Orthogonal Complements and The Four Fundamental Subspaces

How can we decompose the input and output spaces?

Two vectors are considered orthogonal if their dot product is zero, but this idea extends to more than just individual vectors. We can have whole collections of vectors that are orthogonal to each other, namely, subspaces that are orthogonal. Going further, we can talk about orthogonal complements: subspaces that are orthogonal to each other and together fill the entire space. We already know that a linear transformation has a range and a null space, and the same is true for its adjoint. These give us the four fundamental subspaces. The interesting part is that these subspaces come in orthogonal complement pairs, which split their respective spaces.

Orthogonal Complement

Remember that we defined orthogonality, or vectors being perpendicular, as having a dot product of zero. Now consider two different subspaces \(U_1\) and \(U_2\). If every vector \(\mathbf{u} \in U_1\) is perpendicular to every vector \(\mathbf{v} \in U_2\), that is, if \(\mathbf{u}^{\top}\mathbf{v}=0\), then we say that the subspaces are orthogonal to each other.

Recall from the subspaces chapter that when we talked about direct sums of subspaces, there could be no overlap between them except for the zero vector. In the case of orthogonal subspaces, the idea is the same, except that we now have the additional condition that the vectors must be perpendicular to each other.

Example

In the subspaces chapter, we discussed the possible subspaces of \(\mathbb{R}^{n}\), such as the zero vector, lines through the origin, planes through the origin, and so on. Now let our vector space be \(\mathbb{R}^{3}\). Our two subspaces will be two separate lines in \(\mathbb{R}^{3}\) that pass through the origin and are perpendicular to each other.

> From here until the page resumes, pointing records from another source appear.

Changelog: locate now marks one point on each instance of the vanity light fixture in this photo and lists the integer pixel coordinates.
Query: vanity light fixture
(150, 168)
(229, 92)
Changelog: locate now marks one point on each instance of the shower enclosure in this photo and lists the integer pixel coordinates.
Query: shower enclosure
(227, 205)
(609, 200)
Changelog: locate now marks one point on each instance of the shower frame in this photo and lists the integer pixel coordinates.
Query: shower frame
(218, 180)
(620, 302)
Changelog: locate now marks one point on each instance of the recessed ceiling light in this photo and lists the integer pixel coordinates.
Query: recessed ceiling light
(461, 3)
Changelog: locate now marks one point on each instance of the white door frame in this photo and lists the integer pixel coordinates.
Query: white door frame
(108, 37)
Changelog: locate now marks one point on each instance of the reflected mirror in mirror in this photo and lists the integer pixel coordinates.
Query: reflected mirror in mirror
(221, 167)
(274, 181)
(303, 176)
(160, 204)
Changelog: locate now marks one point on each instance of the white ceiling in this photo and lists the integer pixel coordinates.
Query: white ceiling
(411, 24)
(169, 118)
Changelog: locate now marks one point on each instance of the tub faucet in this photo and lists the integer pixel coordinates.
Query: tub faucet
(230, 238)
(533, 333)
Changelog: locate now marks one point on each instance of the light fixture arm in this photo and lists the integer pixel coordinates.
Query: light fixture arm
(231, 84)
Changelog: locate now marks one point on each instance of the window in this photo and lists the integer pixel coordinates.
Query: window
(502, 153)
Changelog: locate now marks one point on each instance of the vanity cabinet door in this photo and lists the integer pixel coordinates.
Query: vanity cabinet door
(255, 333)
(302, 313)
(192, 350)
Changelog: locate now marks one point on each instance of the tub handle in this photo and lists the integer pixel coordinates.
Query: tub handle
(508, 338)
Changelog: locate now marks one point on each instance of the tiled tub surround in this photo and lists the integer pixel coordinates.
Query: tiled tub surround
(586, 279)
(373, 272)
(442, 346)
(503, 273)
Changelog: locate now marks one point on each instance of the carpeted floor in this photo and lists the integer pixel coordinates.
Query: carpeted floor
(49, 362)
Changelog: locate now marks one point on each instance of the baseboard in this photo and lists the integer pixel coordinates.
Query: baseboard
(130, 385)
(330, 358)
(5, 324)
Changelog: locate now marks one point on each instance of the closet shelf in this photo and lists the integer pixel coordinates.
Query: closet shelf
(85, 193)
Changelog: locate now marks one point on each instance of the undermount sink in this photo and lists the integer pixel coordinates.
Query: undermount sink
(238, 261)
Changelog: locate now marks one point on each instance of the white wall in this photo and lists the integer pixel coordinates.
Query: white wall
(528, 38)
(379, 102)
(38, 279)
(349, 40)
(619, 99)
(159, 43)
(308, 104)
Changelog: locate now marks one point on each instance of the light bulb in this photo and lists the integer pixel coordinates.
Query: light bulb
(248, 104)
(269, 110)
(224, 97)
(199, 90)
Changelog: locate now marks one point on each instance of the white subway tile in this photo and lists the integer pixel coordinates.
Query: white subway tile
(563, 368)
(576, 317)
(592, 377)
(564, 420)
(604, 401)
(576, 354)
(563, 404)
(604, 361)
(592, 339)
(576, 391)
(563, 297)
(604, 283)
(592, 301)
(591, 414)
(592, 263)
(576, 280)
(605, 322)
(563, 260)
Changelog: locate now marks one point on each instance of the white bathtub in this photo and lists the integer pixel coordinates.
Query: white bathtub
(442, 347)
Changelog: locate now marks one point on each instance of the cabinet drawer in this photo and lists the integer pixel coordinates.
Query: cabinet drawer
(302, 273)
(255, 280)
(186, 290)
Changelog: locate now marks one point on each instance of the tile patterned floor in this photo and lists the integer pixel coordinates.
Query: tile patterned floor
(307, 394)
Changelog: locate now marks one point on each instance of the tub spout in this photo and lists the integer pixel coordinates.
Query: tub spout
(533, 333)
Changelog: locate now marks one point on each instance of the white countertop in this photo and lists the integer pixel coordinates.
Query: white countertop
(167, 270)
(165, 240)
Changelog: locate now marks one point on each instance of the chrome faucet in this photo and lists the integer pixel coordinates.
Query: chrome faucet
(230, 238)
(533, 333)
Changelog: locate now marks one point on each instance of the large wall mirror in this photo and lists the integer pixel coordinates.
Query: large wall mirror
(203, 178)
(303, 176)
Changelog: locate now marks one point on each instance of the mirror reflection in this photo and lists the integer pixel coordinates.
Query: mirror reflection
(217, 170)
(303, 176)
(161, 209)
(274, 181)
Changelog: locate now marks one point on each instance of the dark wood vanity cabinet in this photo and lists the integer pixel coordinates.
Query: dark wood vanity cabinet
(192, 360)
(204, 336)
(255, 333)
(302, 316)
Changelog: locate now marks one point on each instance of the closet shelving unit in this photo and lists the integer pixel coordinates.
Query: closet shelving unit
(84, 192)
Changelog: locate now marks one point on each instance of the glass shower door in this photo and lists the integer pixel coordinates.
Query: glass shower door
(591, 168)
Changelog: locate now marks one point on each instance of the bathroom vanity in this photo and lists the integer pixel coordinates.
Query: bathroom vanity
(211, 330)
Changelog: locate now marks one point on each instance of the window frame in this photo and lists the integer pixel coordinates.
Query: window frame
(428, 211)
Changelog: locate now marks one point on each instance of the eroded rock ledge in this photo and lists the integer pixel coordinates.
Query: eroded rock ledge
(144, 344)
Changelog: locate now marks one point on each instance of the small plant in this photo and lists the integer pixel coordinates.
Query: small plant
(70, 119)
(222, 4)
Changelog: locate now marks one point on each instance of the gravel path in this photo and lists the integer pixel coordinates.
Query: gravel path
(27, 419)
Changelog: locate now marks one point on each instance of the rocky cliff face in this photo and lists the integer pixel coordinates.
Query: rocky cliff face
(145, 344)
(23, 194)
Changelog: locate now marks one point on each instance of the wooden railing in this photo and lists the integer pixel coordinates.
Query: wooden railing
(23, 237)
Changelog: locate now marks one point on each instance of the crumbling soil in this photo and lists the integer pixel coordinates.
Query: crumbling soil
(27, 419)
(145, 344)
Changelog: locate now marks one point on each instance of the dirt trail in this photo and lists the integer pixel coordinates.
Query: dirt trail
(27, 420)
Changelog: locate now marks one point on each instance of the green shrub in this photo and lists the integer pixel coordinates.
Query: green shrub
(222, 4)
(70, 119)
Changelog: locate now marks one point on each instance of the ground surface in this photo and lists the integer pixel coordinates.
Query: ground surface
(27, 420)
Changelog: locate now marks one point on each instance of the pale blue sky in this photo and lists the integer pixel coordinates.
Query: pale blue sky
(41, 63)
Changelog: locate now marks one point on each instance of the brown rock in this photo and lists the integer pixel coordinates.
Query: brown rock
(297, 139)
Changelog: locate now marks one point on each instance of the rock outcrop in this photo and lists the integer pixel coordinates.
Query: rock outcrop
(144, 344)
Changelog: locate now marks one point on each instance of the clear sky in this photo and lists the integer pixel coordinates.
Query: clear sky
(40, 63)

These are our orthogonal subspaces. No matter which \(\mathbf{u} \in U_1\) or \(\mathbf{v} \in U_2\) you choose, they will be perpendicular to each other. However, we also know that \(\text{dim}(\mathbb{R}^3)=3\). Each of these subspaces has dimension \(1\), since a single nonzero vector, together with all its scalar multiples, spans the entire subspace. This means one dimension is missing, because \(3−1−1=1\).

If two subspaces are orthogonal to each other and their dimensions add up to the dimension of the whole space, then we call one the orthogonal complement of the other. One subspace “completes” the other by being perpendicular to it and filling the rest of the space. In the example above, the two lines are perpendicular, but neither is the orthogonal complement of the other.

If our vector space is \(\mathbb{R}^3\) and our subspace is a one-dimensional line, then its orthogonal complement must have dimension \(2\) and be orthogonal to that line. It fills the remaining part of the space, in this case, it is a plane in \(\mathbb{R}^3\). Specifically, in \(\mathbb{R}^3\), orthogonal complements can only have dimensions \(2\) and \(1\), or \(3\) and \(0\).

If you have a vector \(\mathbf{v}\) and you know that it is orthogonal to some vector in the first subspace, then it must lie in the second subspace, and vice versa. Formally:

If \(U\) is a subset of \(V\), then the orthogonal complement of \(U\), denoted by \(U^{\perp}\), is the set of all vectors in \(V\) that are orthogonal to every vector in \(U\):

\(U^{\perp} = \{\mathbf{v} \in V: \langle \mathbf{u}, \mathbf{v} \rangle = 0\}\) for every \(\mathbf{u} \in U\)

We have some important properties that are worth remembering:

If \(U\) is a subset of \(V\), then \(U^{\perp}\) is a subspace of \(V\).
\(\{0\}^{\perp} = V\).
\(V^{\perp} = \{0\}\).
If \(U\) is a subset of \(V\), then \(U \cap U^{\perp} \subseteq \{0\}\).
If \(U_1\) and \(U_2\) are subsets of \(V\) and \(U_1 \subseteq U_2\), then \(U_2^{\perp} \subseteq U_1^{\perp}\).

It is also worth highlighting that if you take the orthogonal complement of the orthogonal complement, that is, \((U^{\perp})^{\perp} = U\), you return to the original space. (If \(U\) is finite-dimensional.)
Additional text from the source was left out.